The one plus that a coach has is that if she wins, tolerance for mistakes suddenly becomes much greater.  Mistakes will be ignored and the AD will instead offer a contract renewal with a salary hike.  I’m sure that Tara VanDerveer made her share of mistakes – and probably learned from many of them.  Meanwhile, she was winning games at a very high rate, along with league and tournament championships. 

In the one extended conversation I had with VanDerveer, she told me that she could never have coached at Stanford the way that Pat Summit coached at Tennessee.  At the time of the exchange, Summit had just locked her players out of a new locker room, intending this as an incentive for more intense practices.  That wouldn’t work at Stanford, VanDerveer said -- the players wouldn’t put up with it.  What Coach VanDerveer said a decade or more ago must be truer today, when players are free to transfer with no penalty.

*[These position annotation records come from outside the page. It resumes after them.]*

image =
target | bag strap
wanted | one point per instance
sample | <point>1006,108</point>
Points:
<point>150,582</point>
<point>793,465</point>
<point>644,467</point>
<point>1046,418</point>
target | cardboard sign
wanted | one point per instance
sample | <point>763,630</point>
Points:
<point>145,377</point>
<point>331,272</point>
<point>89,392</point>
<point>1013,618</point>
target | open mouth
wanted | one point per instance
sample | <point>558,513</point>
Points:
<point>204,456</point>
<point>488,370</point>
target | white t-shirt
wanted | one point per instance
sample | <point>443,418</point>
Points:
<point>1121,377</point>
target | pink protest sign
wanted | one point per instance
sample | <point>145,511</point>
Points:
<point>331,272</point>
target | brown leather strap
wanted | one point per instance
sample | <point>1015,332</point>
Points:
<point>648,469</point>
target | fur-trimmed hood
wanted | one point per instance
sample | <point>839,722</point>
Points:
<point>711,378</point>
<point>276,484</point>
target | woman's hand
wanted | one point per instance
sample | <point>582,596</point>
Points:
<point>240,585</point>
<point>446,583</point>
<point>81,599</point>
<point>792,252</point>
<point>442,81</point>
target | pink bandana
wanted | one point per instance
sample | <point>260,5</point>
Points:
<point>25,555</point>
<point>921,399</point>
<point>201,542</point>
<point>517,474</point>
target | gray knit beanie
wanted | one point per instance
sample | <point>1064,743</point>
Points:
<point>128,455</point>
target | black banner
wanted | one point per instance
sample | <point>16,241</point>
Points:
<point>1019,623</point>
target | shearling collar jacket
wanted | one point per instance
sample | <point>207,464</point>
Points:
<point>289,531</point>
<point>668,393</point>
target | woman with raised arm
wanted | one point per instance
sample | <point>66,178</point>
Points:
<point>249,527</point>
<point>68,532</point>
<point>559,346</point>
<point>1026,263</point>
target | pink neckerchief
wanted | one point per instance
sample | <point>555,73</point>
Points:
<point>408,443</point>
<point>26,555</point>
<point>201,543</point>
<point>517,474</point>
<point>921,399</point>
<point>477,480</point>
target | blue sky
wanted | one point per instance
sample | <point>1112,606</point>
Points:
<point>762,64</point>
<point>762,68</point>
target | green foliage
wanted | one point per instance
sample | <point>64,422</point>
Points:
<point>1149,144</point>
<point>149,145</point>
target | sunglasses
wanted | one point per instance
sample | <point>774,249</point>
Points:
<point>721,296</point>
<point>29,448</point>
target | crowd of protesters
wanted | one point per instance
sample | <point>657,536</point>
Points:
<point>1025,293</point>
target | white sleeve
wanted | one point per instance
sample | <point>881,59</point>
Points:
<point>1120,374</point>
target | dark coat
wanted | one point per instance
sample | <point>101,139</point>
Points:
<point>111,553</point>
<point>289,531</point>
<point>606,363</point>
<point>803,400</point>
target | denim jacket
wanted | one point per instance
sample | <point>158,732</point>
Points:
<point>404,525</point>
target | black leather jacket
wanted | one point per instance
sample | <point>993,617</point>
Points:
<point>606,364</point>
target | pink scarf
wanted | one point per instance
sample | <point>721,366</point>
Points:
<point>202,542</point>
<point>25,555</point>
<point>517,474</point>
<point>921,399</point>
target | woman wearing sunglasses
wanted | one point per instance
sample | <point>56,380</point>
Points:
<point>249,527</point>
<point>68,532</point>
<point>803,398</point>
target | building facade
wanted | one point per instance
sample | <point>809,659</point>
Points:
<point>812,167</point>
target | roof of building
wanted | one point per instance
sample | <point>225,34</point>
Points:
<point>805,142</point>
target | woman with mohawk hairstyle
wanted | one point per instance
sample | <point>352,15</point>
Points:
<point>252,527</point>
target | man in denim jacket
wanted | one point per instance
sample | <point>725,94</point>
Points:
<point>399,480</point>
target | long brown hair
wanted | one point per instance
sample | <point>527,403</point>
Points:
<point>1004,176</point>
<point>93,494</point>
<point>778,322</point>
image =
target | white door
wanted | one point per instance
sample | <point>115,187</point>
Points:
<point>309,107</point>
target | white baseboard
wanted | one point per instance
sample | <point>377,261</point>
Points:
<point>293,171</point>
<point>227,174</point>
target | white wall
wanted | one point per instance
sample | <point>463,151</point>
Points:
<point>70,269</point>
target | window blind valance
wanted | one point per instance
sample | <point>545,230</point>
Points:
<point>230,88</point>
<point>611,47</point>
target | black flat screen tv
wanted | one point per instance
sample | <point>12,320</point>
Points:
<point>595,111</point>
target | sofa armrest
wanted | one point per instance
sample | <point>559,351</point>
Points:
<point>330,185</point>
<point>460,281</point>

So for Coach Paye, the key is building morale, chemistry, and a winning team.  She will have the benefit of a new Assistant Coach, said to be skilled at player development, and seven new players, three transfers and four freshmen.  The five returning veterans include one starter (Swain) and two regular rotation players (Eschmeyer and Ijiwoye).  All three of the transfers either started or were major rotation players for their former teams.  Jordyn Wheeler, a freshman guard, is performing very well for Team Canada this summer.

I hope that Coach Paye and her staff will favor carrots over sticks and can build the team chemistry and morale needed to be a tournament team next season.  No guarantees, but I’m with Mark Twain.